Opinión
Por David Quitano
27 de septiembre de 2016

La confianza del déspota cuelga de la propensión al autoengaño

Jesús Silva-Herzog Márquez

El muro más famoso que divide a México no está en Tijuana o Mexicali, sino es el que existe en el día a día, dentro del territorio nacional, es esa barrera imaginaria la que limita las posibilidades de colaboración, esa que no tiende puentes, ni amplia la visión de un México incluyente.

Nuestra jurisdicción doméstica, efectúa el alcance de barreras que cuestan derribar, porque el individuo actúa solo, en donde la conjunción del planteamiento es un politeísmo de valores en el cual actuar de forma más pasional, que racional se presenta como la constante.

Muestra de ello, es que el fenómeno político inunda los encabezados, y se posiciona por encima, cual pretor por la vida. La decadencia viva, es un laberinto donde hay entrada, pero sin hilo de Ariadna para hallar la salida.  

Como muestra de lo anterior se nos exhibe, la contracción de los indicadores económicos, los cuales, simplemente son un reflejo de la realidad social. Misma que tiene como base el estado crítico en el que se encuentran un cúmulo de gobernadores y el propio presidente Enrique Peña, con datos duros, la gestión del presidente tiene desaprobación del 74% de los ciudadanos que perciben un aumento en la pobreza y la violencia en el país.

Si bien, un Estado en cualquier parte del mundo depende de la funcionalidad de las instituciones que los componen, el caso mexicano halla un espejismo simplificador donde el éxito individual depende necesariamente de la funcionalidad gubernamental.
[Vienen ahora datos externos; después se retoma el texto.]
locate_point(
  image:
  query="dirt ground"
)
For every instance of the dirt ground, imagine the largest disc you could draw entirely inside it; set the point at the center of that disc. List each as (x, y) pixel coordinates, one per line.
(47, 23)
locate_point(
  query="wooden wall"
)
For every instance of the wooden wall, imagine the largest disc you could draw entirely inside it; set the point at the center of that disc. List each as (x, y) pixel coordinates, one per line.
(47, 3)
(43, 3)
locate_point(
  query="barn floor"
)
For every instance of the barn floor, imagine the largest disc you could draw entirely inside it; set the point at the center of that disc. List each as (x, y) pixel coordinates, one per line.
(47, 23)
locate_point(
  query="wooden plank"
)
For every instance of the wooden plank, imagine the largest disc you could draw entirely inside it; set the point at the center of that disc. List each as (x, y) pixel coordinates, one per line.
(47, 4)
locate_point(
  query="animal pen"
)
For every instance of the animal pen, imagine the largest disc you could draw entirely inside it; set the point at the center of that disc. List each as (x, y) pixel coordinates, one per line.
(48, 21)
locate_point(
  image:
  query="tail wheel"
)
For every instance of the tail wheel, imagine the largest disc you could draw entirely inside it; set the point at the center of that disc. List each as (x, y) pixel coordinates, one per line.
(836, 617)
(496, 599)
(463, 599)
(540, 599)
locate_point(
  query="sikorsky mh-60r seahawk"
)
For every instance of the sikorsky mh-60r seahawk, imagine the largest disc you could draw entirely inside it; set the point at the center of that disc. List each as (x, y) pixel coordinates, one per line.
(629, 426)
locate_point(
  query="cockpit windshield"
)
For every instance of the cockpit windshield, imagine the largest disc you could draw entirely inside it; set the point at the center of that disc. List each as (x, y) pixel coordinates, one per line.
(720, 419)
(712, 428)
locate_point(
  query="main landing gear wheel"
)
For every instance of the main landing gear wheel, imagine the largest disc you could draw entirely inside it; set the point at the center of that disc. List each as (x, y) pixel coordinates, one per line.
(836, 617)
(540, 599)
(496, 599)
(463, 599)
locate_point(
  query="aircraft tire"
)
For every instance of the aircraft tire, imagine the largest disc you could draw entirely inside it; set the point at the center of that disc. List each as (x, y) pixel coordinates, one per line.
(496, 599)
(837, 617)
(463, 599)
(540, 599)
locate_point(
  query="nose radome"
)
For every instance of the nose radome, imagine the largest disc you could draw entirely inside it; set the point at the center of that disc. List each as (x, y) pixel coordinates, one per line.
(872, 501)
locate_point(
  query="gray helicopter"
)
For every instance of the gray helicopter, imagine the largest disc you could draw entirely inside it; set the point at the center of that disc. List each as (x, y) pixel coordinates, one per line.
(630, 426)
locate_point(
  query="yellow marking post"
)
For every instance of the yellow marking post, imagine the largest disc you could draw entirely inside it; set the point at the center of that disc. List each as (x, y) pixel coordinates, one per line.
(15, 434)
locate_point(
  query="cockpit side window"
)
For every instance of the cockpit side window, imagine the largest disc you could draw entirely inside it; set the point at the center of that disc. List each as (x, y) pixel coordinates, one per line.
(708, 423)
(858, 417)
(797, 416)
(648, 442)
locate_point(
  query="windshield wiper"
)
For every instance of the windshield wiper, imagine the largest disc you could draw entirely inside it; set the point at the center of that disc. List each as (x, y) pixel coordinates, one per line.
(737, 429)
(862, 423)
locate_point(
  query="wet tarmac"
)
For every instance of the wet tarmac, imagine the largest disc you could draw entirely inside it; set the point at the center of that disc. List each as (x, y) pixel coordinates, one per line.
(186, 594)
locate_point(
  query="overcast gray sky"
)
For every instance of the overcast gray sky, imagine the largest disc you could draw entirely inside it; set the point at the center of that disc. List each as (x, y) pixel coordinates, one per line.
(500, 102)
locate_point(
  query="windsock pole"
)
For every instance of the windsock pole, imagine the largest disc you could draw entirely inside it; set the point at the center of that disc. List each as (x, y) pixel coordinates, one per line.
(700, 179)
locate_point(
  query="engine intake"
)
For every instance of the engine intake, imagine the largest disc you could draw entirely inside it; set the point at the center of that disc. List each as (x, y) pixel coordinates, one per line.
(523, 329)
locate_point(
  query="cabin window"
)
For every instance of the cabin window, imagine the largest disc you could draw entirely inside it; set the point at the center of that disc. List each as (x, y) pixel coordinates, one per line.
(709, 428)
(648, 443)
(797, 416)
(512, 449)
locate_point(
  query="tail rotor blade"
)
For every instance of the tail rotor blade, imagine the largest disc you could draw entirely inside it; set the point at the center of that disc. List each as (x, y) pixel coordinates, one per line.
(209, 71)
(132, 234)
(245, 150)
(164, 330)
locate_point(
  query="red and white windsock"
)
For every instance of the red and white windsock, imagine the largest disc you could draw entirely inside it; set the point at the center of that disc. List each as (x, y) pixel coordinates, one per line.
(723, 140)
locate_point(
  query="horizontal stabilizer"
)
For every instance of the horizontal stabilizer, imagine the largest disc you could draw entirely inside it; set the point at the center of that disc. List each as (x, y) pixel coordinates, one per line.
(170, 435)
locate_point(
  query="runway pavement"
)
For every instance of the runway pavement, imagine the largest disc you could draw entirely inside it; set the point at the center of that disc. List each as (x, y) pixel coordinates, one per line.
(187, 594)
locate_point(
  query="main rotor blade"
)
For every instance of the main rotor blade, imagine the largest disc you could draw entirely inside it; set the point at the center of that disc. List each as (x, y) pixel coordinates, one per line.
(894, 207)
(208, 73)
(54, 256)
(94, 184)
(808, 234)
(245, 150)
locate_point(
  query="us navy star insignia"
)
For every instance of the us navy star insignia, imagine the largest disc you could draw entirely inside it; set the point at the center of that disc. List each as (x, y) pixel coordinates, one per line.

Sin embargo, como ha mencionado la prestigiada investigadora, Soledad Loeza “en política no todo son instituciones, también hay procesos, creencias, ideas, personas y contingencias que dan al traste con los proyectos originales”. El potencial de desestabilización de las instituciones democráticas que representa la prominencia que ha adquirido el ejército y los cuerpos policiales locales en la solución del grave problema de seguridad interna que enfrenta el país, representa un costo muy elevado para la democracia.

Siguiendo la idea principal del escrito, solo el individuo fortalecido será capaz de participar en una conversación y, por lo tanto, en un progreso social; no la suma de individuos débiles y suprimidos por el sufrimiento y la ausencia de voz.

Al respecto, la realidad latinoamericana nos muestra que, cuando se agota la confianza en las instituciones y los partidos no hacen clic con la ciudadanía, el populismo termina desplazando y acabando con todo. México aún está a tiempo de recobrar la razón de Estado.

Para ello, es necesario trabajar en la legitimidad pública, a partir de que en las relaciones de poder se identifiquen en un doble proceso de legitimación o una “legitimidad de doble vía”.

Por un lado, las instituciones públicas que inciten, promuevan o difundan los diferentes mecanismos de participación ciudadana, ganaran legitimidad al apoyar el fortalecimiento institucional, pues no podría haber legitimidad más que en la medida en que los ciudadanos participen efectivamente en los asuntos que les atañen de forma directa. Y por otro en su ética de responsabilidad.

Dicho vinculo, rompería el circulo ramplón de querer solucionar todo con una ley o un acuerdo, a partir de que ya la sociedad mexicana está harta de que la quieran seguir engañando con cambios ilusorios. Exacerbada por el hambre, el desánimo y la crisis de valores de identidad nacional, sumado a la trama en todas las aristas sociales deben dar respuesta a las vaguedades que conocemos e identificamos como problemas.

Dichos problemas, ahí están, son el muro doméstico, son la loza que cargamos los ciudadanos, que contrae las posibilidades de apalancamiento para el desarrollo y que limita la plenitud en su estricto sentido.   

Recordando:

  • Ya ningún político tiene sangre azul, y en tiempos de crisis todo gobernador feudal puede servir de hidratante al Leviatán.
  • El peso es la moneda más ganadora después del debate entre los candidatos a Presidente de Estados Unidos.